RALEIGH, N.C. (AP) - As a Democratic gubernatorial candidate last fall, Roy Cooper blasted his Republican opponent for adopting a more lenient standard than what’s recommended by North Carolina’s health agency for cancer-causing hexavalent chromium in well water.
Now that he’s governor, Cooper’s environmental agency has decided to keep that same standard, infuriating people who say their well water is contaminated and enabling former Gov. Pat McCrory to call Cooper a hypocrite.
The state Department of Environmental Quality’s guidelines for the well-water filtering systems Duke Energy will be required by law to install for some neighbors of its North Carolina coal-ash storage pits were announced last week. They match the standard for protecting against hexavalent chromium that McCrory’s administration adopted, which is about 140 times higher than the amount the state’s health agency says could harm human health if exceeded.

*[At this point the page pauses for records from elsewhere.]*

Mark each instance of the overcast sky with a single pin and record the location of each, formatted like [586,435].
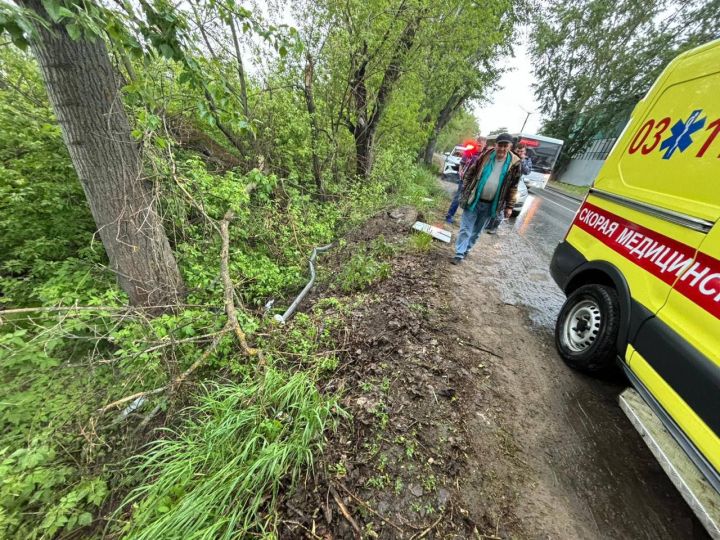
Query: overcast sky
[514,95]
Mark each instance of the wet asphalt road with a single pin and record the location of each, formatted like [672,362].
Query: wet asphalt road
[595,455]
[544,219]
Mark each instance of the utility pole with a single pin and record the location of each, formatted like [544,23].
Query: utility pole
[528,113]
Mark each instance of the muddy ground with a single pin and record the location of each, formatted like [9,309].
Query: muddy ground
[465,422]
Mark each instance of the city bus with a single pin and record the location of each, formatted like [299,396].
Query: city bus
[543,151]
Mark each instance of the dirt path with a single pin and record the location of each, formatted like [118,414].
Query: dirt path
[578,468]
[466,424]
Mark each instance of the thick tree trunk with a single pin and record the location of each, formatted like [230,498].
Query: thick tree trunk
[452,105]
[84,93]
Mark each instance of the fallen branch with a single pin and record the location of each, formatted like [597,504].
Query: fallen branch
[174,384]
[482,349]
[430,528]
[122,309]
[230,309]
[346,513]
[370,509]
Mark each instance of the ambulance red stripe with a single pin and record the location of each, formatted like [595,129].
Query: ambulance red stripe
[698,278]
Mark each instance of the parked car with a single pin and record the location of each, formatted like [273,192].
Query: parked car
[452,162]
[522,197]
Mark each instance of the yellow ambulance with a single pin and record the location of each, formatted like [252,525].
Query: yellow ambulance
[640,266]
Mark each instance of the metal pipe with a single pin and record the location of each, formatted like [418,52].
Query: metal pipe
[289,312]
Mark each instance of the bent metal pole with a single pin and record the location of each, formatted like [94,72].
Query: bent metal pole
[289,312]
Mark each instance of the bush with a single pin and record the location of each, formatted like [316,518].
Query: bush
[220,474]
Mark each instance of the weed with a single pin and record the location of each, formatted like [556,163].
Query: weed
[381,415]
[382,462]
[420,309]
[339,470]
[421,241]
[381,248]
[211,479]
[429,482]
[408,444]
[380,481]
[361,271]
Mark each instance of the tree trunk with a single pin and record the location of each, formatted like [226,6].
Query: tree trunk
[452,105]
[430,146]
[363,152]
[314,131]
[241,69]
[84,93]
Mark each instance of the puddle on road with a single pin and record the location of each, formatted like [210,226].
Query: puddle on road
[521,274]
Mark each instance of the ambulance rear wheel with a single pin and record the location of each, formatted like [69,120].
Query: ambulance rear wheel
[587,328]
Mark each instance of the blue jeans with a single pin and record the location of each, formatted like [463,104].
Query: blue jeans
[454,204]
[472,224]
[497,220]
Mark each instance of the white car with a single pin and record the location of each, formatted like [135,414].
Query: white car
[522,197]
[452,162]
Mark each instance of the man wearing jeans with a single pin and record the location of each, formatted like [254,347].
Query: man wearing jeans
[490,183]
[466,161]
[520,150]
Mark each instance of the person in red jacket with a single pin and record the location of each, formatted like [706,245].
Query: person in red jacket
[468,158]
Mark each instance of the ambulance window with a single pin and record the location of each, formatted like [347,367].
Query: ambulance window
[672,154]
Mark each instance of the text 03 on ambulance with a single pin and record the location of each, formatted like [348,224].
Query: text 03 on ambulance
[640,266]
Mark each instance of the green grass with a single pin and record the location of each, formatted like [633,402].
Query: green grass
[570,189]
[220,475]
[420,241]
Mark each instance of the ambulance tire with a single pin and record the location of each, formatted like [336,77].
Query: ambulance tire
[587,328]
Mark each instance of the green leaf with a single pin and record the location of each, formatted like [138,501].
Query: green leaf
[53,9]
[73,31]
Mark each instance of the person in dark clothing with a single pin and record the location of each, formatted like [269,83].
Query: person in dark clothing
[465,163]
[489,184]
[525,167]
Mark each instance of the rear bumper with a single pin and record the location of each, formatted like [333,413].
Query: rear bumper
[682,471]
[538,184]
[566,259]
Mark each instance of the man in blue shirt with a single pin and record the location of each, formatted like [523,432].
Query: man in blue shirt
[468,158]
[489,184]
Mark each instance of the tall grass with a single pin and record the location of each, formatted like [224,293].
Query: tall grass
[220,476]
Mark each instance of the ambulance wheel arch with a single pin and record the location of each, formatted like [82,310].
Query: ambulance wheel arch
[605,274]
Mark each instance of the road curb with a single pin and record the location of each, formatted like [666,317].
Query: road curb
[561,192]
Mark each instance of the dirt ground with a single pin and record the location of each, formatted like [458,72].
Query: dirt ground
[465,422]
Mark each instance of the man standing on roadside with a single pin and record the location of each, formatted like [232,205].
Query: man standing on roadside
[466,161]
[520,150]
[489,184]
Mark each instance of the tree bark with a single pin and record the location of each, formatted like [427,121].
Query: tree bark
[366,125]
[314,131]
[452,105]
[84,92]
[240,68]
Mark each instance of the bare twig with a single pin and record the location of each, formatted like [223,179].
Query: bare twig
[369,508]
[430,528]
[93,308]
[345,513]
[228,286]
[482,349]
[176,382]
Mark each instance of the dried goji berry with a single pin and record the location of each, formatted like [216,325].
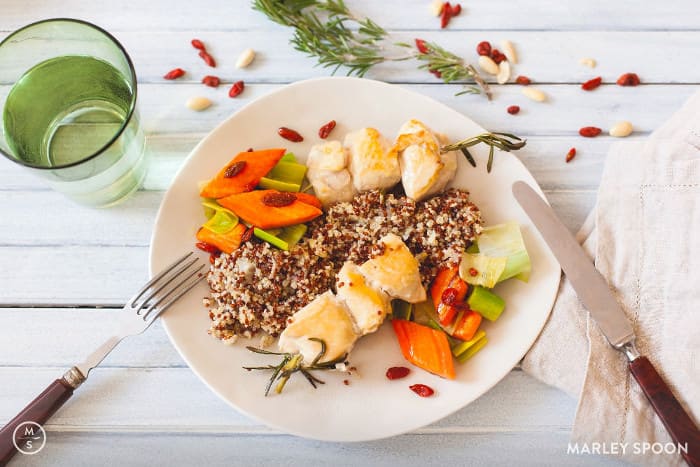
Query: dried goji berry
[422,390]
[211,81]
[484,48]
[628,79]
[234,169]
[236,89]
[497,56]
[207,247]
[289,134]
[326,129]
[589,131]
[208,59]
[174,73]
[591,84]
[397,372]
[421,46]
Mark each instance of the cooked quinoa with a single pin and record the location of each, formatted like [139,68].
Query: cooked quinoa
[259,287]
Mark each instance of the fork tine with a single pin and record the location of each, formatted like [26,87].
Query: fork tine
[165,306]
[159,276]
[152,293]
[174,289]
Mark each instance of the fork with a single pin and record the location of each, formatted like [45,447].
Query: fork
[138,314]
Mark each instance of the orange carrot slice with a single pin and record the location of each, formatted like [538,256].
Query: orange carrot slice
[225,242]
[257,165]
[425,347]
[251,208]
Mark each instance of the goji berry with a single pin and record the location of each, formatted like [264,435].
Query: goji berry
[174,73]
[589,131]
[289,134]
[326,129]
[208,59]
[397,372]
[591,84]
[422,390]
[628,79]
[236,89]
[484,48]
[211,81]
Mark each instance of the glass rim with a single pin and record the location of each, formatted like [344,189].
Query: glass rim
[132,106]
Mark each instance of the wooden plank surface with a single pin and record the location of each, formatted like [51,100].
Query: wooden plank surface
[64,269]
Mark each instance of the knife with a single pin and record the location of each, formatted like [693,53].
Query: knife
[594,292]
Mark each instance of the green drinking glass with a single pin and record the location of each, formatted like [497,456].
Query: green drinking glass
[68,100]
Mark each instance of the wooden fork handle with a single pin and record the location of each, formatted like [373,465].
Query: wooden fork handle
[678,423]
[38,411]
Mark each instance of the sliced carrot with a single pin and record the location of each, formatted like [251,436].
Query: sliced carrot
[448,278]
[257,165]
[309,199]
[251,208]
[467,325]
[225,242]
[425,347]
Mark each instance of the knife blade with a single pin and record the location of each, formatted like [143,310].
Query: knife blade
[595,294]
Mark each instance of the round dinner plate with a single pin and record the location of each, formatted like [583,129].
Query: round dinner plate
[369,406]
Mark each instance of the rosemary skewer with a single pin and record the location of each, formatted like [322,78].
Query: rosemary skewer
[503,141]
[293,363]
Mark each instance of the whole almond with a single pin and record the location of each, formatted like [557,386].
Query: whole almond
[534,94]
[198,103]
[509,51]
[621,129]
[589,62]
[245,58]
[503,72]
[488,65]
[436,7]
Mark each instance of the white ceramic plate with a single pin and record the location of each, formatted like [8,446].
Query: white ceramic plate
[371,406]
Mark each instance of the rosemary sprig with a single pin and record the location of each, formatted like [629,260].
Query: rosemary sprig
[329,32]
[292,363]
[503,141]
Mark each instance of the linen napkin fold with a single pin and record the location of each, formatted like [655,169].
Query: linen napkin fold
[644,235]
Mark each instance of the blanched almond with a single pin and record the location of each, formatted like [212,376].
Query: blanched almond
[534,94]
[509,51]
[245,58]
[488,65]
[503,72]
[621,129]
[198,103]
[436,7]
[589,62]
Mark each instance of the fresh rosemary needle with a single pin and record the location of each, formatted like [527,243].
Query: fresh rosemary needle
[503,141]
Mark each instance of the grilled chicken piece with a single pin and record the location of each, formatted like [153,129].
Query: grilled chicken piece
[328,173]
[368,305]
[373,163]
[424,171]
[324,318]
[395,271]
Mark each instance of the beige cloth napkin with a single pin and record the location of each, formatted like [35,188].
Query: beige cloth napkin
[645,237]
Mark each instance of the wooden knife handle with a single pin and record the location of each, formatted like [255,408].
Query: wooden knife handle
[39,411]
[678,423]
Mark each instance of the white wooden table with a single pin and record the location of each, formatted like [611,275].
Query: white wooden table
[65,270]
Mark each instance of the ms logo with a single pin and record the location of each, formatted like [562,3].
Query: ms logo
[29,438]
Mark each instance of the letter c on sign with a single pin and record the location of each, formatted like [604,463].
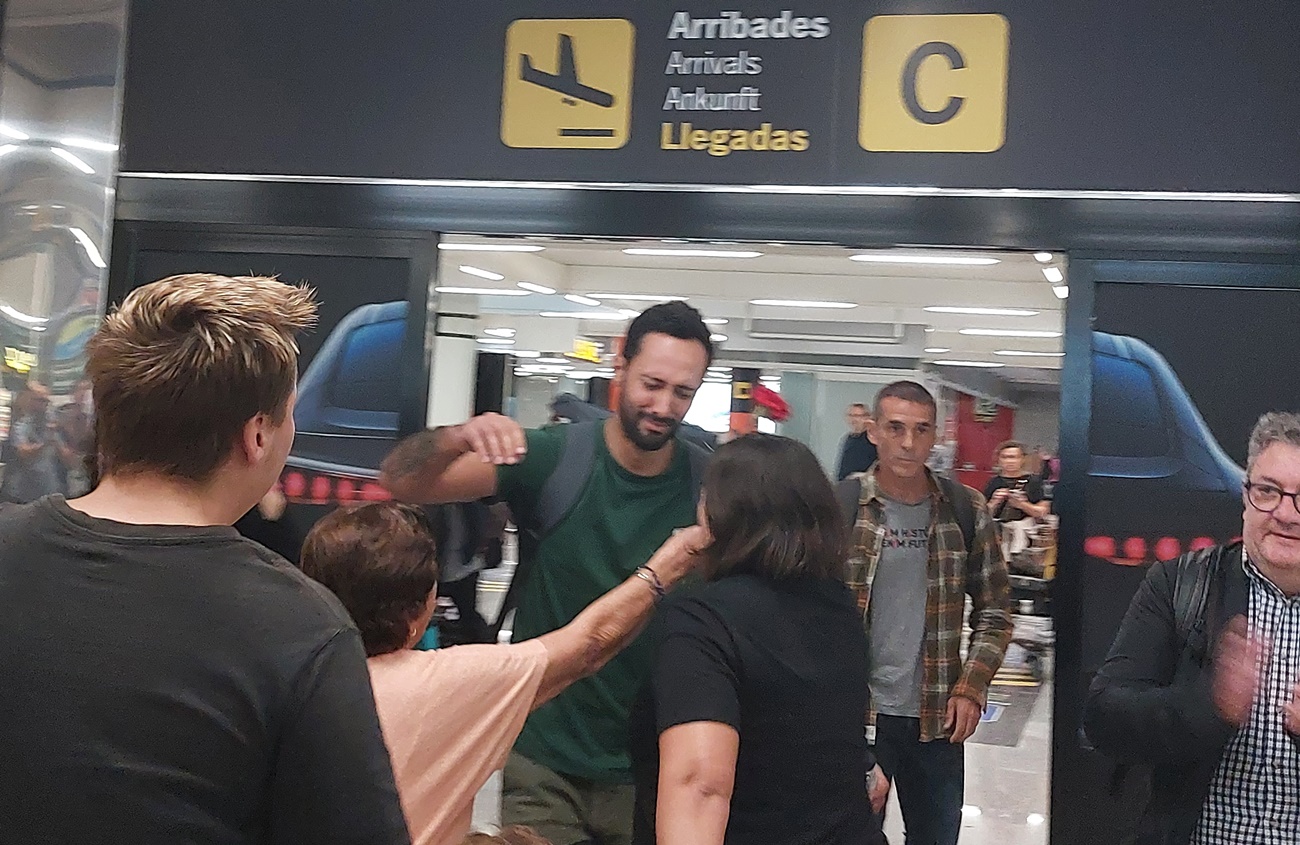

The U.S. Environmental Protection Agency says hexavalent chromium is likely to be carcinogenic when ingested. The chemical was portrayed as poisoning residents of a California town in a Hollywood movie about legal sleuth Erin Brockovich.
Neighbors of the pits had been warned in 2015 against drinking well water with hexavalent chromium levels over the state health agency’s safety threshold, which equates to a one-in-a-million chance of developing cancer for someone drinking the water over a lifetime. McCrory’s team last year called that threshold too conservative and dropped the do-not-drink warnings.
McCrory declared Thursday that he’s been vindicated.
“I concur with the administration about its decision because that’s exactly what our team of scientists came to, the same conclusion. It’s exactly what we recommended. Candidate Cooper said otherwise,” McCrory said in a phone interview. “The actions of this administration verify that the Cooper campaign misled and deceived the public about our drinking water in order to help win a campaign.”
Cooper spokesman Ford Porter said agencies are following the advice of state scientists and staff.
Lawyers representing coal-ash neighbors ripped the standard now adopted by Cooper’s administration.
“Families will have to rely on these systems for safe tap water,” the lawyers said in a statement. “The much higher DEQ standard does not adequately protect the families who live near the coal ash.”
The stricter health-safety mark for hexavalent chromium is a non-enforceable goal that could be updated, but the more-tolerant level the environmental agency adopted conforms to state groundwater quality regulations, Department of Environmental Quality Michael Regan said in an interview Thursday.
A science advisory board will study how much hexavalent chromium is safe to ingest and offer suggestions.
“We need to remove the ambiguity,” Regan said.